TECH

AI Kian Menjamur, Wall Street Ragu Investasi Akan Untung

Investasi AI dianggap kurang berkelanjutan.

AI Kian Menjamur, Wall Street Ragu Investasi Akan UntungIlustrasi Kecerdasan Buatan. Shutterstock/Elnur
07 August 2024

Jakarta, FORTUNE - Wall Street tengah menghadapi pertanyaan besar mengenai masa depan Kecerdasan Buatan (AI): kapan perusahaan-perusahaan teknologi mulai menghasilkan keuntungan nyata dari investasi mereka dalam teknologi ini?

Sejak peluncuran ChatGPT yang memicu perlombaan senjata AI, banyak raksasa teknologi sesumbar inovasi ini akan merevolusi berbagai industri.

Mereka menggunakan alasan ini untuk berinvestasi puluhan miliar dolar dalam pusat data dan semikonduktor yang dibutuhkan untuk menjalankan model AI besar. Namun, produk yang diluncurkan sejauh ini terkesan sepele, seperti chatbot tanpa model monetisasi yang jelas, langkah penghematan biaya seperti pemrograman AI, dan pencarian berbasis AI yang terkadang menghasilkan informasi yang tidak akurat.

Saat ini, Big Tech masih belum menunjukkan hasil signifikan dari investasi miliaran dolar yang dikucurkan. Investor pun mulai merasakan kegelisahan.
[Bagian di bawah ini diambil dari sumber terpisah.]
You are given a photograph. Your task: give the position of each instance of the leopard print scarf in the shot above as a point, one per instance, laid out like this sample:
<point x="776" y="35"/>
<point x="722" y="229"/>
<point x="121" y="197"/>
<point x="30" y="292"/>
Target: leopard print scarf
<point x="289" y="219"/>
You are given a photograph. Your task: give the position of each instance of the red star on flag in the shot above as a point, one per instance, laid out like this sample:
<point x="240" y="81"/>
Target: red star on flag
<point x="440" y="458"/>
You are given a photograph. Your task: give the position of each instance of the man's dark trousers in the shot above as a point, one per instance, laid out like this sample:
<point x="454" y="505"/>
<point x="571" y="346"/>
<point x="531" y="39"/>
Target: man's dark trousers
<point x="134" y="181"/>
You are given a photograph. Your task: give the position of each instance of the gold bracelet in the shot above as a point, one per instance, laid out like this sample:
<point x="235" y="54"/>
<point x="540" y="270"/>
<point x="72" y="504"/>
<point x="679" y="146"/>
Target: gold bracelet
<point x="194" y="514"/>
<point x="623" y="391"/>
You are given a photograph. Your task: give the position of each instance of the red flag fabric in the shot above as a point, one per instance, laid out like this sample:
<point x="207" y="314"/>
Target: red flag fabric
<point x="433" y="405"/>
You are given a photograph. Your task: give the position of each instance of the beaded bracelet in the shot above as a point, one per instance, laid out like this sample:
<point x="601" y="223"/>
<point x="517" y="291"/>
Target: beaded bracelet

Laporan pendapatan Amazon pada Kamis lalu menunjukkan hasil yang kurang memuaskan, di mana sahamnya turun hampir 9 persen akibat kekhawatiran perusahaan menghabiskan banyak uang untuk AI tanpa hasil yang memadai. Saham Intel juga anjlok 25 persen setelah pengumuman pemotongan biaya sebesar US$10 miliar diikuti pemberhentian puluhan ribu pekerja.

Investor pun kini mempertanyakan nilai dari investasi besar ini. "Apakah semua ini benar-benar bernilai? Atau hanya objek mengkilap yang dikejar industri untuk memenuhi mimpi pertumbuhan tak berujung?" ungkap Keith Weiss, analis dari Morgan Stanley.

Ramai-ramai investasi AI

Beberapa raksasa teknologi, termasuk Google, Microsoft, dan Meta, mengindikasikan rencana untuk meningkatkan investasi dalam infrastruktur AI mereka.

Meta memperkirakan pengeluaran modal tahunan antara US$37 hingga US$40 miliar, sementara Microsoft mengharapkan pengeluaran lebih tinggi pada tahun fiskal 2025 dibandingkan dengan tahun sebelumnya. Google juga merencanakan pengeluaran modal minimal US$12 miliar setiap kuartal tahun ini.

Namun, para pemimpin teknologi menyadari bahwa mereka memerlukan waktu lebih banyak untuk melihat hasil dari investasi tersebut. Amy Hood, CFO Microsoft, menyatakan bahwa investasi pusat data diharapkan mendukung monetisasi teknologi AI dalam 15 tahun ke depan. Senada, CFO Meta, Susan Li, mengatakan bahwa pengembalian dari AI generatif akan datang dalam periode yang lebih lama.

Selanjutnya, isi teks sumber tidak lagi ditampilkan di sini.